Nitrogen can be found in wastewater as ammoniacal nitrogen (NH4+, AN). It is considered a common contaminant and it can lead to excessive eutrophication, water anoxia, and the formation of chloramine. Therefore, the removal of this species is necessary and highly enforced by authorities. At the same time, phytoremediation is one of the most suitable and effective methods for removing AN from wastewater [4,7]. Inorganic nitrogen is also represented by nitrates (NO3) and nitrites (NO2), and as the latter presents higher toxicity to aquatic life forms, it can also be remediated [8,9,10].
Another major nutrient that contributes to the increase in the eutrophication of water is phosphorous, which has a similar mechanism to nitrogen, and it can be removed by the incorporation of phosphate, for example, into biological solids [11]. Unfortunately, phosphorus is found in many forms in water, including particulate and dissolved, and dissolved inorganic phosphorous is the only form that can be bio-absorbed by plants during phytoremediation [12].
An important concern regarding wastewater is that it contains different concentrations of metals, which can act as environmental pollutants and increase toxicity [13]. Metal-accumulating plants can be used in the phytoremediation of contaminated water and agricultural land [14,15] and aquatic macrophytes have shown high potential as heavy metal bio-accumulators [16].
Among the species known for phytoremediation, some have a high potential and others are currently undergoing research. One such species is Eichhornia crassipes (Mart.) Solms (water hyacinth, Pontederiaceae), a floating macrophyte that can absorb a wide range of pollutants from wastewater, inducing an acceleration of its proliferation as a result of intense photosynthesis [4,16,17]. Water hyacinth has been studied in the phytoremediation of AN [4] and other nitrogen species [18,19], phosphorous [20], heavy metals [21], cyanide [22], etc. This species has the advantage of having one of the highest growth rates, with the potential for rapid development and accumulation [23] and it also presents a high tolerance for metals [24].
Another extensively studied and used species is Lemna minor L. (common duckweed, Araceae), with a high bioremediation efficiency. This species can reduce the concentration of many aquatic pollutants, including heavy metals, nanomaterials, and organic compounds such as pharmaceuticals, hydrocarbons, toxins, and dyes [25,26,27]. The absorption capacity is based on the passive uptake that takes place in the cell walls of the plant root, followed by storage or reduction.
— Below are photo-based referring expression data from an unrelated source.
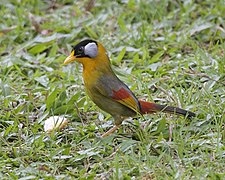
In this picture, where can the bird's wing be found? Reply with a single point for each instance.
(115, 89)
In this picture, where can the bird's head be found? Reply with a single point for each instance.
(87, 52)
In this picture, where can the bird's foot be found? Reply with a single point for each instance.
(112, 130)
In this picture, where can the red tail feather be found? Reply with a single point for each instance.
(148, 108)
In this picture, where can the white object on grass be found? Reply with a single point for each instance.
(55, 123)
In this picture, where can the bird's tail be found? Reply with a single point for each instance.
(148, 108)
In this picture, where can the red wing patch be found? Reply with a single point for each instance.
(124, 97)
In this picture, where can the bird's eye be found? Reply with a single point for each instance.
(80, 50)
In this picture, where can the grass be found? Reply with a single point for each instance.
(170, 52)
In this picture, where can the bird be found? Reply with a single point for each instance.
(107, 91)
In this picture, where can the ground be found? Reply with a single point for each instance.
(169, 52)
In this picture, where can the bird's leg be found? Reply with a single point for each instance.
(118, 121)
(112, 130)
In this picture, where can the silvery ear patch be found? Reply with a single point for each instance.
(91, 50)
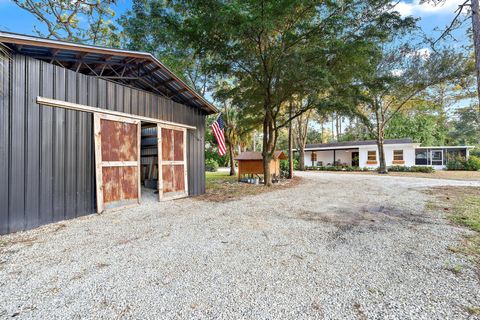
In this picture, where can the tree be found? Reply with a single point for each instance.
(401, 76)
(146, 28)
(471, 9)
(466, 126)
(275, 50)
(300, 125)
(81, 21)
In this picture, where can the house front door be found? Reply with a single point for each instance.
(437, 157)
(355, 156)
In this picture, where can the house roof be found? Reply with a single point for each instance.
(349, 144)
(249, 155)
(137, 69)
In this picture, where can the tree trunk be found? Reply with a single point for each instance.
(267, 178)
(337, 127)
(290, 149)
(476, 41)
(301, 162)
(381, 153)
(232, 161)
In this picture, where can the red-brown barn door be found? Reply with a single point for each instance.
(117, 159)
(172, 182)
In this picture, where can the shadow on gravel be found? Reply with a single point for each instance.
(366, 216)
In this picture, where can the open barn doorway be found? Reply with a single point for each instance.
(149, 164)
(163, 162)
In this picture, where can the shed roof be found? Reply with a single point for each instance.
(250, 155)
(356, 143)
(137, 69)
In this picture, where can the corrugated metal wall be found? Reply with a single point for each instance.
(46, 154)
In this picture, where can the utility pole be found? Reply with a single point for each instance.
(476, 42)
(290, 138)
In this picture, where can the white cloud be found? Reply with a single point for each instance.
(417, 9)
(424, 52)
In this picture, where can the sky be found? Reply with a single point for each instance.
(14, 19)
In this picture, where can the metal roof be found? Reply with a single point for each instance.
(356, 143)
(137, 69)
(250, 155)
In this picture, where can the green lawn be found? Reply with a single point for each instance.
(462, 205)
(214, 179)
(220, 187)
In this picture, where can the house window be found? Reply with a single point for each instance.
(372, 155)
(398, 155)
(421, 157)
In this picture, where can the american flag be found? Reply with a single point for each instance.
(217, 128)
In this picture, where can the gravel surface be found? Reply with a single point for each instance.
(335, 246)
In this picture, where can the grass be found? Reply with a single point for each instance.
(462, 207)
(439, 174)
(221, 187)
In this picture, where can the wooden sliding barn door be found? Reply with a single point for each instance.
(172, 159)
(117, 161)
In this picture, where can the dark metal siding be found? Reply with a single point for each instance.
(46, 154)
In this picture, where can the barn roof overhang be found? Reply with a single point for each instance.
(133, 68)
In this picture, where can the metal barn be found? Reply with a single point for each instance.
(73, 121)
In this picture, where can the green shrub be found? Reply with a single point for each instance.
(457, 163)
(332, 168)
(473, 163)
(423, 169)
(211, 165)
(284, 167)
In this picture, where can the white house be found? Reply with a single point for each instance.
(401, 152)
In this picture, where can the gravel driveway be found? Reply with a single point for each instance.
(335, 246)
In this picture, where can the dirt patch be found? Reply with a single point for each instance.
(462, 206)
(363, 216)
(228, 190)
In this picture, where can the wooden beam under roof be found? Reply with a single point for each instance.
(36, 42)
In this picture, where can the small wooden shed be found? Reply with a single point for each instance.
(251, 163)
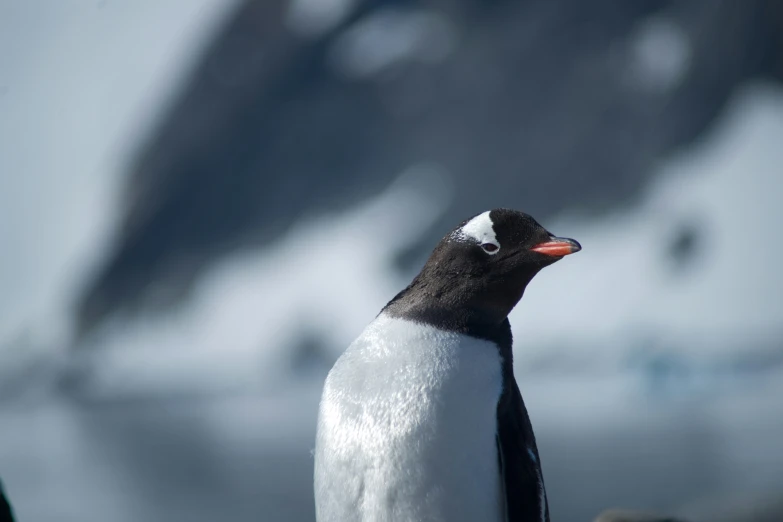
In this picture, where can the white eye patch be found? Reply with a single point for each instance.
(481, 230)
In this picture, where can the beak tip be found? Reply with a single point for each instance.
(558, 247)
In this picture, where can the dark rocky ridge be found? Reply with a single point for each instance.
(532, 109)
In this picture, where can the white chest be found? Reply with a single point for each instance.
(407, 427)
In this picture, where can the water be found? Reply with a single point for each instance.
(247, 457)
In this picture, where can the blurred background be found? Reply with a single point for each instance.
(202, 202)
The advantage of the species is that it can work in wetland or stationary settings and it also shows good adaptation potential in comparison to other Lemnaceae species [25,28].
Lastly, Pistia stratiotes L. (water lettuce, Araceae), a perennial plant species with long roots, is also useful for the phytoremediation of nitrogen and phosphorous compounds, but at the same time, it can be applied to the bioaccumulation of potentially toxic metals [29,30,31]. This is due to the metal-binding affinity of P. stratiotes, which can capture and transport certain metals in its organism [32]. The plant grows easily, with reduced requirements for light, and it is suitable for ponds and aquariums [33].
Considering the usefulness of the species mentioned above, the purpose of the present study is to determine the possible phytoremediation application of the three well-known species in the context of municipal wastewater in Cluj County, Romania, by studying the bioaccumulation of AN, NO3, NO2, phosphorous, and two common metals, Fe and Cr, from two different treatment facilities.

2. Materials and Methods

2.1. Chemicals and Equipment

The chemicals used in this study were purchased from Merck (Darmstadt, Germany). For the determinations, the following equipment was used: 25 UV/Vis spectrophotometer (PerkinElmer, Waltham, MA, USA); PinAAcle 900T atomic absorption spectrometer (PerkinElmer, Waltham, MA, USA); SpeedWave Four microwave digestor (Berghof Products + Instruments GmbH, Eningen unter Achalm, Germany); Milli-Q IQ 7005 water purification system (Merck, Darmstadt, Germany).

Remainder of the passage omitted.